The CONSTANCES Cohort project has been approved by the authorisation of the National Data Protection Authority (Commission nationale de l’informatique et des libertés—CNIL). CNIL verified that before inclusion, clear information is provided to the eligible subjects (presentation of CONSTANCES, type of data to be collected, ability to refuse to participate, informed consent, etc).
Measures
Long working hours were elicited by the following survey question: “Do you have or have you had a daily working time (excluding travel) of more than 10 hours on at least 50 days per year?” with yes/no response options. Of those responding yes, the timing of exposure was requested (starting and ending years of participant’s exposure). We were able to record up to three episodes, and from this information, we determined a total dose of exposure (in years) and whether the participant was formerly (yes/no) or currently (yes/no) exposed.

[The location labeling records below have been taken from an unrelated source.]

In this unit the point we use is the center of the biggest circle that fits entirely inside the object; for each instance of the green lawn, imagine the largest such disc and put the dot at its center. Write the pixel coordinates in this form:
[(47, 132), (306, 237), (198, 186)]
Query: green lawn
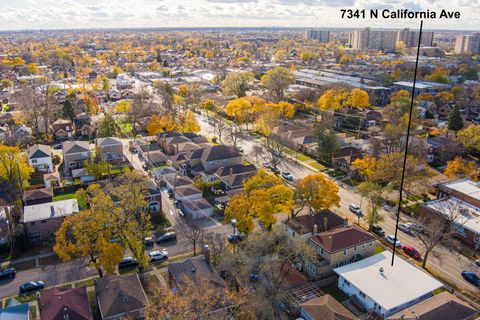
[(126, 127), (378, 248), (71, 195)]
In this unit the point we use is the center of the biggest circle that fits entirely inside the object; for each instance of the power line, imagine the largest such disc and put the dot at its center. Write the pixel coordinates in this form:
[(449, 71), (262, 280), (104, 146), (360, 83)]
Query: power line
[(400, 197)]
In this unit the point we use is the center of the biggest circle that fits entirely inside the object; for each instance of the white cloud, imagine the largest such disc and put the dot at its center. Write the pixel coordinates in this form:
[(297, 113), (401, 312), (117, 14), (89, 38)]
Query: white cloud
[(44, 14)]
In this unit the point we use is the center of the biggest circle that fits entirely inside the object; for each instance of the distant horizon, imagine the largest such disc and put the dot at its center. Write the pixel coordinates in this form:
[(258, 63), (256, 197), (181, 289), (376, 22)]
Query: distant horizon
[(233, 28), (21, 15)]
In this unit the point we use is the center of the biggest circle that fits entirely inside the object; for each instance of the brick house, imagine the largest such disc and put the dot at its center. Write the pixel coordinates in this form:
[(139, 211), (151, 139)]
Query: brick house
[(111, 148), (75, 153)]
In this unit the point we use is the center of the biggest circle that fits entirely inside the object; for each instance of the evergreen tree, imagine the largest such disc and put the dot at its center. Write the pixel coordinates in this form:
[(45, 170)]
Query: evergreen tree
[(107, 128), (68, 110), (455, 121)]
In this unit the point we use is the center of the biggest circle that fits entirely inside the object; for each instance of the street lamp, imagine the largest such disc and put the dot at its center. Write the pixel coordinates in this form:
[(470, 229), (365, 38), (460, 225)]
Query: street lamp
[(233, 222)]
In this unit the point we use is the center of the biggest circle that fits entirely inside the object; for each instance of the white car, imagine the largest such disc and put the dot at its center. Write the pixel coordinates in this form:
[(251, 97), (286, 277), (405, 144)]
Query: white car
[(391, 239), (355, 208), (158, 255)]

Risk markers were assessed during a health examination, which was standardised according to standard operating procedures in order to guarantee high-quality physiological data despite unequal conditions (see details23). We calculated BMI from weight and height measurements (weight kg/height m2). We measured waist circumference and hip circumference and calculated waist:hip ratio. Systolic and diastolic blood pressure was measured after 5 min rest with a 2 min break between measurements. The highest value was used for analyses. We calculated pulse pressure as systolic minus diastolic blood pressure. Lung function was assessed by spirometry, which was performed with three measures each of FVC and FEV. For both of these, we used the highest of the three measurements.24
Participants were instructed to fast for 12 hours before the blood test, which was taken between 8:00 and 10:00. Valid lipid and glucose values require a minimum of 8 hours of fasting, which 71 375 (94%) participants with clinical data adhered to. Laboratory tests included blood glucose, lipids (total cholesterol (TC), high-density lipoprotein (HDL) and triglycerides (TG)). Low-density lipoprotein (LDL) was derived from TC, HDL and TG as follows: TC−HDL−(TG/2.2). Gamma-glutamyltransferase (gamma GT) and alanine transaminase (ALT) were indicators of liver function, and blood creatinine was an indicator of kidney function. Other indicators were counts of white blood cells, haemoglobin and platelets.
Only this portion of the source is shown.